Guía
Factura proforma vs factura
La factura proforma confunde a mucha gente. Parece una factura, pero no hace el mismo trabajo. Aquí está la diferencia en términos claros.
Qué es una factura proforma
Una factura proforma es una cuenta preliminar enviada antes de entregar los bienes o servicios. Le dice al comprador lo que deberá, en detalle, para que pueda organizar el pago, presupuestar o pasar aduanas.

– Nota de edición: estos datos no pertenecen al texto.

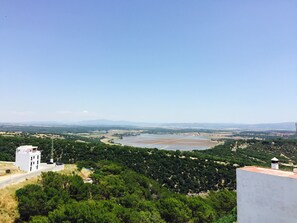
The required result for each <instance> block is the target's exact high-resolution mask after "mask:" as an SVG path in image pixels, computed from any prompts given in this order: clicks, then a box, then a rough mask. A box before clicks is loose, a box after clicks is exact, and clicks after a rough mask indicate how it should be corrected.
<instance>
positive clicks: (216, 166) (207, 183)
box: [0, 137, 243, 194]
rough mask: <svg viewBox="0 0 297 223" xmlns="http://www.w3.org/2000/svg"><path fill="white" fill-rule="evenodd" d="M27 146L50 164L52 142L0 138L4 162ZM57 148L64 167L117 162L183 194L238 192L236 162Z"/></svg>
mask: <svg viewBox="0 0 297 223" xmlns="http://www.w3.org/2000/svg"><path fill="white" fill-rule="evenodd" d="M24 144H32V145H35V146H38V147H39V148H40V149H41V150H42V161H43V162H44V161H46V160H49V158H50V157H49V156H50V147H51V141H50V139H40V138H34V137H0V151H1V154H0V155H1V156H2V158H5V159H7V158H9V159H8V160H14V154H15V149H16V148H17V147H18V146H19V145H24ZM54 144H55V151H54V155H55V160H57V159H58V160H59V161H61V162H64V163H76V162H78V161H83V160H85V161H100V160H109V161H114V162H117V163H120V164H122V165H124V166H127V167H129V168H131V169H132V170H134V171H136V172H138V173H141V174H144V175H146V176H147V177H149V178H151V179H154V180H156V181H157V182H159V183H160V184H161V185H163V186H166V187H167V188H169V189H171V190H172V191H175V192H179V193H183V194H187V193H199V192H205V191H208V190H219V189H223V188H227V189H235V181H236V179H235V178H236V177H235V169H236V165H235V162H229V161H228V162H221V161H218V159H216V158H212V156H210V155H205V154H200V153H195V152H180V151H165V150H158V149H143V148H134V147H127V146H125V147H122V146H110V145H105V144H102V143H80V142H75V141H74V140H65V139H64V140H62V139H58V140H55V141H54ZM7 156H9V157H7ZM240 165H243V163H241V164H240Z"/></svg>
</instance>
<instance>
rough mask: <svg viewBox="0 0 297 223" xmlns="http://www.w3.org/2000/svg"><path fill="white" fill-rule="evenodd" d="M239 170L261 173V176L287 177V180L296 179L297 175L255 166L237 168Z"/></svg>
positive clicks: (282, 170) (256, 172)
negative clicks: (270, 175)
mask: <svg viewBox="0 0 297 223" xmlns="http://www.w3.org/2000/svg"><path fill="white" fill-rule="evenodd" d="M239 169H240V170H244V171H249V172H254V173H262V174H269V175H274V176H279V177H289V178H296V179H297V173H294V172H293V171H292V172H290V171H283V170H275V169H271V168H263V167H256V166H246V167H242V168H239Z"/></svg>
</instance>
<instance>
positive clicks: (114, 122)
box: [0, 119, 295, 131]
mask: <svg viewBox="0 0 297 223" xmlns="http://www.w3.org/2000/svg"><path fill="white" fill-rule="evenodd" d="M0 125H13V126H43V127H65V126H66V127H78V126H81V127H82V126H83V127H131V128H169V129H187V128H189V129H213V130H242V131H244V130H248V131H252V130H253V131H269V130H283V131H295V123H294V122H282V123H260V124H240V123H149V122H131V121H124V120H120V121H114V120H106V119H97V120H85V121H78V122H48V121H44V122H41V121H40V122H24V123H0Z"/></svg>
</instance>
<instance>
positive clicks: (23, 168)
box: [15, 146, 41, 172]
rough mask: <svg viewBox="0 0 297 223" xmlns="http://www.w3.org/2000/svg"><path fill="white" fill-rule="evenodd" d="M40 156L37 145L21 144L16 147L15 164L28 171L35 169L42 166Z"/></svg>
mask: <svg viewBox="0 0 297 223" xmlns="http://www.w3.org/2000/svg"><path fill="white" fill-rule="evenodd" d="M40 158H41V153H40V151H38V150H37V146H20V147H18V148H17V149H16V153H15V165H16V166H17V167H19V168H20V169H21V170H24V171H26V172H31V171H35V170H38V169H39V167H40Z"/></svg>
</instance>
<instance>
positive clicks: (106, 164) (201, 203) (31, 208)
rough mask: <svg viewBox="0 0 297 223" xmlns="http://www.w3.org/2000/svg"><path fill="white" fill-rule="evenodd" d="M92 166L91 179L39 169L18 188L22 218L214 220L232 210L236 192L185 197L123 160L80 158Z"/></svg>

No es una exigencia de pago ni un documento fiscal final.
En qué se diferencia de una factura normal
Una factura normal (o fiscal) se emite una vez que has acordado suministrar o has entregado. Es el registro oficial usado para la contabilidad y el impuesto, y lleva un número de factura único. Una proforma es provisional: las cifras aún pueden cambiar, y no entra en tus registros de ventas como sí lo hace una factura final.
Proforma vs presupuesto
Las dos son primas cercanas. Un presupuesto es una oferta de hacer un trabajo a un precio. Una proforma es más formal y detallada, a menudo usada para pedidos internacionales o cuando el comprador necesita un documento con aspecto de factura para liberar el pago. Si solo quieres ganar el trabajo, un presupuesto suele bastar.
Cuándo una proforma es la elección correcta
Recurre a una proforma cuando el comprador necesita un documento con formato de factura antes de que puedas emitir la real. Los casos clásicos son el comercio internacional, donde ayuda al comprador a organizar el pago o pasar aduanas, y cualquier situación en la que el proceso de un cliente necesita un documento formal para liberar fondos o emitir una orden de compra.
Para el trabajo diario donde solo quieres que el cliente acuerde un precio, un presupuesto es más simple y sirve. Una vez cerrado el trato, sigue siempre la proforma con una factura final correcta para tus registros.